By Adam Polaski • November 17, 2018 • 9:54 am

2018 has been a year of landmark moments for the transgender community, leading to increased visibility and awareness across the country. This week, to mark Transgender Awareness Week, we’re taking a look back at the year and shining a light on ways that understanding and acceptance of the transgender community has grown. Take a look, and come back Monday for the third and final part in this special Transgender Awareness Week series. Click here to read Part 1 (about policy victories for transgender people at the state and local level).
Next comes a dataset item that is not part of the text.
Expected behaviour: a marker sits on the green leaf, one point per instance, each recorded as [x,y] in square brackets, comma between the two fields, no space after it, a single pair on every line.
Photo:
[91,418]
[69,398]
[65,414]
On Election Day 2018, more transgender candidates were on the ballot than at any other point in history. 2018 saw candidates run at all levels of government, from city councils to seats in state legislatures to state governorships.

Christine Hallquist became the first ever openly transgender person to run as a gubernatorial candidate on a major party ticket when she ran as the Democratic nominee for the governor of Vermont. While she did not clinch the position, she blazed an important trail and broke a crucial threshold for visibility of transgender people.

Three transgender people were elected to serve in state legislatures this year as well! Gerri Cannon and Lisa Bunker will serve in the New Hampshire House, and Brianna Titone triumphed to become a Representative for Colorado. Their wins follow Danica Roem’s 2017 victory, when she became a State Delegate of Virginia, the first out transgender person ever elected to a state legislature.

These victories came in addition to the wild success of lesbian, gay, and bisexual candidates across the country, including Jared Polis in Colorado (the first out gay male to win a governorship), Kyrsten Sinema in Arizona (the first out bisexual person to win a U.S. Senate seat), and Kate Brown (the first out bisexual person elected to a full term as governor).

A number of candidates will become the first openly LGBTQ people to represent their states in the U.S. House of Representatives – including Angie Craig from Minnesota, Chris Pappas from New Hampshire, and Sharice Davids from Kansas, who is also one of the first two Native American women elected to the House this year.

On Election Day, Freedom for All Americans CEO Masen Davis celebrated these wins, saying:

“More LGBTQ Americans ran for office this year than ever before before — and many are winning. It’s clear voters in Colorado and Oregon saw Jared Polis and Kate Brown not just as members of the LGBTQ community, but as strong and qualified candidates, with the skills and ideas to successfully lead their states. But with their victories, Governor Brown and Rep. Polis have chipped away at barriers for thousands in the LGBTQ community who felt their voices were not heard and they had no seat at the table. Policy making is done best when all kinds of people are represented.”

Representation matters – and every time an LGBTQ person is elected to represent their communities, it’s important. It’s important because LGBTQ people are a part of the country and have unique needs and challenges that should be represented by lawmakers. But it’s also important because it demonstrates growing momentum for LGBTQ equality in these communities and beyond. We’ll need that momentum in our continued work to illustrate to federal decision-makers that it’s time for comprehensive nondiscrimination protections nationwide.